I doubt there is a bunch of companies sitting around capable of building a perfect ebike but just not interested in all the money that would be thrown at them for doing it.

Most the eBikes I have seen with half decent capabilities are priced higher than you could pick up a motorcycle for.


Looks perfect for downtown but not much opportunity to pedal with only one speed. What about a Sturmey Archer type hub for the front wheel drive so that some gearing would be possible?

Roy Murray

Diachi hit it right on the head. For 1800, I can get a decent bicycle and a scooter for when I need to go more than 19 miles.


I find myself wondering what the advantage of this over a standard folding bike with a aftermarket hub motor front wheel and battery setup would be. You can get a decent folding bike for about $250 (citizen bikes), and a really nice wheel/battery setup for about $1400, and it would fold up smaller and be far better for use as a pedaling bike(6+gears). It might weigh a tiny bit more, but it would be a much more practical vehicle.

If I wanted something unique and I was going to spend $1800 I would probably spring for a Yikebike.

Michael Crumpton

3 mph pedaling speed would be faster to just walk home wle

Larry English

The front wheel is far to close under the rider. This design would have to be limited to slow (like 10 kph) speeds to allow safe emergency braking without flipping over the handlebars. Good compact design for light weight, but it has limitations like all current ebikes do.

Mark in MI

I like the design, with reservations. It needs to be able to fold up more.

I hope the basic fittings are standard so that we can add on if we want to. The first thing I'd look into for the vehicle, is a very well cushioned seat. Add-on shock absorbing seat posts exist.

Dan Lewis
To make it in the real world these bikes need to be able to carry full sized Americans as well as substantial parcels. For example when one goes out there might be several stops. Most stops are for minor items say posting a letter or picking up a battery for the remote TV controller. But one stop might involve groceries. Nobody will go out and then come back to get the car in order to get groceries which means the bike will not be used. Being able to haul the person and fifty pounds of groceries makes such a product really useful. So big luggage racks and much more potent batteries are really needed. Jim Sadler

This is a stale, old idea, not a fresh one. Pedals in the hub of the front wheel was tried and left behind over a hundred years ago. Pedaling a bike w/ the pedals on the front wheel causes the steering to wobble. That's acceptable on a child's tricycle but not on something you'd want to ride next to moving cars and trucks.
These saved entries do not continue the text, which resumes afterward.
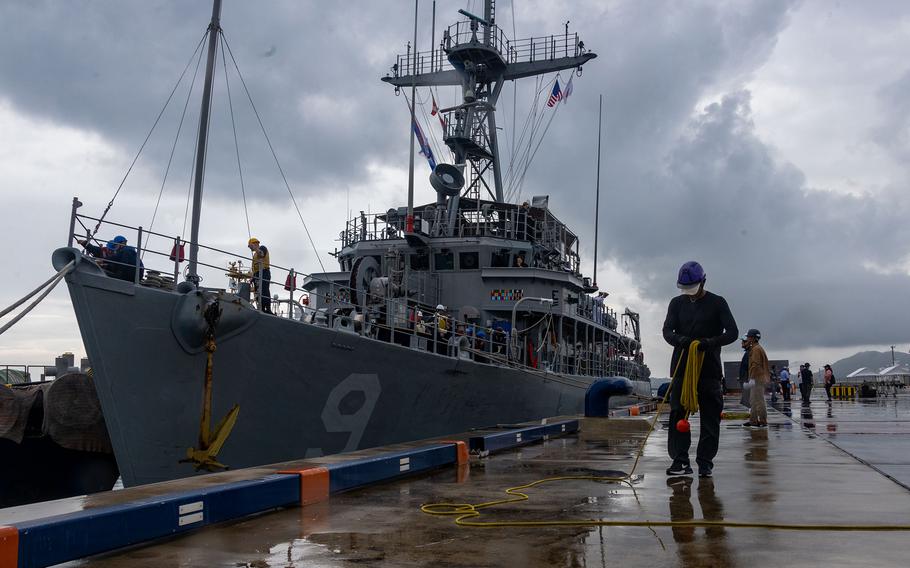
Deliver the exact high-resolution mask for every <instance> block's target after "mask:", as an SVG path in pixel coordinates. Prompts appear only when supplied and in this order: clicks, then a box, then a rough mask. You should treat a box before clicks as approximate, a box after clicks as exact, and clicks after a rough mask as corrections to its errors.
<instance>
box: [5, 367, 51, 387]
mask: <svg viewBox="0 0 910 568" xmlns="http://www.w3.org/2000/svg"><path fill="white" fill-rule="evenodd" d="M45 367H46V365H12V364H10V365H7V364H0V384H10V380H9V376H10V371H14V372H17V373H22V374H23V375H24V376H25V378H26V379H28V380H27V381H26V382H25V383H21V384H29V383H33V382H45V381H46V380H47V377H46V376H45V374H44V369H45ZM34 370H37V371H38V373H37V375H38V381H35V380H34V375H33V374H32V373H33V371H34ZM12 384H16V383H12Z"/></svg>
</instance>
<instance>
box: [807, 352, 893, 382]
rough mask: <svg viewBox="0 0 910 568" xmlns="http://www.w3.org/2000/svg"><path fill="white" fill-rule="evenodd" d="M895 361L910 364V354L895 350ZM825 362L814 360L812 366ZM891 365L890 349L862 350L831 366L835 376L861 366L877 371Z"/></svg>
mask: <svg viewBox="0 0 910 568" xmlns="http://www.w3.org/2000/svg"><path fill="white" fill-rule="evenodd" d="M894 362H895V363H897V364H908V363H910V354H907V353H901V352H900V351H895V352H894ZM823 364H824V363H823V362H822V361H819V362H818V363H816V362H813V363H812V366H813V367H814V368H819V367H821V366H822V365H823ZM890 366H891V352H890V351H861V352H859V353H857V354H855V355H851V356H849V357H846V358H844V359H841V360H839V361H836V362H834V363H831V368H832V369H833V370H834V376H835V377H846V376H847V375H849V374H850V373H852V372H853V371H855V370H857V369H859V368H860V367H867V368H868V369H870V370H873V371H877V370H879V369H881V368H883V367H890Z"/></svg>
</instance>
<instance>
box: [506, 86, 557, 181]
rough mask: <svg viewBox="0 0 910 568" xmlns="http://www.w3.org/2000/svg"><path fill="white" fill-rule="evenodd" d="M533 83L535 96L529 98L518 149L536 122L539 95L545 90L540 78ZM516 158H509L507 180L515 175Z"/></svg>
mask: <svg viewBox="0 0 910 568" xmlns="http://www.w3.org/2000/svg"><path fill="white" fill-rule="evenodd" d="M535 82H536V85H535V87H534V89H535V93H536V94H535V95H534V96H533V97H532V98H531V105H530V108H529V109H528V114H527V115H526V116H525V122H524V125H522V130H521V135H520V136H519V138H518V142H517V145H518V146H519V147H521V146H523V145H524V140H525V137H526V136H527V135H528V128H529V127H530V126H531V125H532V124H534V121H535V120H536V117H537V107H538V105H537V102H538V99H539V98H540V94H541V93H542V92H543V91H544V90H546V89H547V87H543V86H542V82H543V78H542V77H537V78H536V79H535ZM548 85H549V84H548ZM532 130H533V128H532ZM519 151H520V148H519ZM516 158H517V154H515V153H513V154H512V155H511V156H510V157H509V171H508V172H507V179H508V178H511V177H513V176H514V175H515V166H516Z"/></svg>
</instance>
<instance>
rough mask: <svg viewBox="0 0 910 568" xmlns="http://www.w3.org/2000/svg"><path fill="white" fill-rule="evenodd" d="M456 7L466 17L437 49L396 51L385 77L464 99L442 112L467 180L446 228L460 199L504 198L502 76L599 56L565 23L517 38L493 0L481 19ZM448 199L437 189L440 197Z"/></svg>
mask: <svg viewBox="0 0 910 568" xmlns="http://www.w3.org/2000/svg"><path fill="white" fill-rule="evenodd" d="M458 12H459V13H460V14H462V15H463V16H464V17H465V18H466V19H465V20H462V21H459V22H456V23H455V24H453V25H451V26H449V27H448V29H446V31H445V32H444V33H443V36H442V41H441V42H440V44H439V46H438V47H436V46H434V47H433V49H432V50H431V51H428V52H421V53H416V54H415V53H412V54H408V55H399V56H398V60H397V62H396V63H395V65H394V66H393V67H392V72H391V74H389V75H387V76H385V77H383V78H382V80H383V81H385V82H386V83H389V84H391V85H394V86H395V89H396V90H397V89H400V88H401V87H405V86H409V85H416V86H418V87H440V86H460V87H461V91H462V102H461V104H458V105H456V106H453V107H450V108H444V109H441V110H440V112H441V113H442V117H443V121H444V123H445V133H444V135H443V141H444V142H445V144H446V146H448V147H449V148H450V149H451V150H452V153H453V154H454V156H455V166H456V167H458V168H459V169H460V170H461V171H462V172H463V176H464V178H465V179H466V180H467V183H466V186H465V187H464V189H462V190H461V191H459V192H457V193H456V194H455V195H451V196H448V197H447V198H448V200H449V204H448V213H449V217H450V222H449V223H448V224H447V225H448V228H447V231H448V232H449V234H451V231H452V230H453V228H454V226H455V223H454V219H455V216H456V215H457V212H458V201H459V198H460V197H465V198H473V199H480V198H481V195H482V194H483V193H484V192H486V193H488V194H489V195H490V197H491V198H492V199H493V200H494V201H496V202H498V203H501V202H503V186H502V171H501V165H500V164H501V163H500V155H499V144H498V142H497V133H496V102H497V101H498V100H499V94H500V92H501V91H502V86H503V84H504V83H505V81H514V80H515V79H521V78H524V77H533V76H536V75H543V74H545V73H552V72H555V71H560V70H563V69H573V68H579V69H580V68H581V66H582V65H584V64H585V63H587V62H588V61H590V60H591V59H593V58H595V57H597V55H596V54H594V53H591V52H589V51H587V50H586V49H585V47H584V43H583V42H581V41H580V40H579V39H578V34H577V33H573V34H570V33H569V28H568V23H566V28H565V32H564V33H562V34H556V35H550V36H544V37H531V38H527V39H522V40H515V39H514V38H513V39H508V38H507V37H506V35H505V33H504V32H503V31H502V30H501V29H500V28H499V27H498V26H497V25H496V17H495V1H494V0H485V2H484V13H483V17H480V16H476V15H474V14H471V13H469V12H467V11H465V10H459V11H458ZM415 49H416V46H415ZM442 165H444V164H440V166H442ZM433 175H436V172H434V174H433ZM435 185H436V184H434V186H435ZM445 198H446V196H444V195H443V194H441V193H440V194H439V200H440V201H442V200H443V199H445ZM440 204H441V203H440Z"/></svg>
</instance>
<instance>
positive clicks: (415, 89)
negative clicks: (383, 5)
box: [405, 0, 420, 233]
mask: <svg viewBox="0 0 910 568" xmlns="http://www.w3.org/2000/svg"><path fill="white" fill-rule="evenodd" d="M419 1H420V0H414V43H412V44H411V45H413V46H414V61H413V62H412V64H411V124H410V125H409V126H410V128H408V130H410V131H411V155H410V157H409V159H408V215H407V217H405V232H406V233H413V232H414V124H415V122H414V121H415V120H416V118H415V116H414V105H415V103H416V100H417V4H418V2H419Z"/></svg>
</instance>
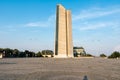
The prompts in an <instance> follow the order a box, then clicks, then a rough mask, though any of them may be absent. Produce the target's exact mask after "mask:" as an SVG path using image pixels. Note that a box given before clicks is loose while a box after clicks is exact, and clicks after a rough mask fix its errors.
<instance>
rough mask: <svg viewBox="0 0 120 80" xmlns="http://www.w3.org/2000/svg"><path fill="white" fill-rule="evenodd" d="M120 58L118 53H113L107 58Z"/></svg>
mask: <svg viewBox="0 0 120 80" xmlns="http://www.w3.org/2000/svg"><path fill="white" fill-rule="evenodd" d="M119 57H120V52H117V51H115V52H113V53H112V54H111V55H110V56H109V57H108V58H119Z"/></svg>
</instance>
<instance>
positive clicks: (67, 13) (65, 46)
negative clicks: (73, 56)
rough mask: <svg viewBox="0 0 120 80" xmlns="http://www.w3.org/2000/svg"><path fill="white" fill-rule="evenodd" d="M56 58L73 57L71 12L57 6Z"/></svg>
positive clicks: (71, 21) (60, 5)
mask: <svg viewBox="0 0 120 80" xmlns="http://www.w3.org/2000/svg"><path fill="white" fill-rule="evenodd" d="M54 57H61V58H64V57H73V42H72V21H71V11H70V10H66V9H65V8H64V7H63V6H62V5H61V4H58V5H57V12H56V35H55V54H54Z"/></svg>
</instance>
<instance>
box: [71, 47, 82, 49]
mask: <svg viewBox="0 0 120 80" xmlns="http://www.w3.org/2000/svg"><path fill="white" fill-rule="evenodd" d="M73 49H84V48H83V47H73Z"/></svg>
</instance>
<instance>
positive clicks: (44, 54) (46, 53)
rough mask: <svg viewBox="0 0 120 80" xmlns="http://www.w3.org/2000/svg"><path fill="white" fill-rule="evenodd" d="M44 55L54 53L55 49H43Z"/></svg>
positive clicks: (50, 54)
mask: <svg viewBox="0 0 120 80" xmlns="http://www.w3.org/2000/svg"><path fill="white" fill-rule="evenodd" d="M42 55H53V51H51V50H42Z"/></svg>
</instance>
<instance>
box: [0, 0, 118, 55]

With the rider almost sitting on top of the front wheel, I guess that he/she will end up on his/her face with every hump on the road...?


Looks like this can be used like those kids runnerbikes without pedals. Or like the old hobby horse. I would think this is more practical than Segway. If I was looking for something with motor assist, this one is the best this far.


Keep working on the design. It's just not there yet...


Life-Bike is one cool Mini Farthing and I think it would be fun to ride ! When I rode a Neo Volt I almost killed my self falling backwards because the center of gravity is so far back and over the rear wheel. And who wants 56 miles range using the lowest speed setting if you just want to go 3 or 4 miles to get a coffee or a few groceries. I looks plenty fast, stable and easy to put in the trunk of a car. Wish I could buy one today !

Billy Schrade

You can get a really nice folding escooter for about 1/3 the price, and I am not sure why you would want a low speed pedaling option. It looks like you might even have to stop the bike to loosen the pedals to go from pedal to electric mode.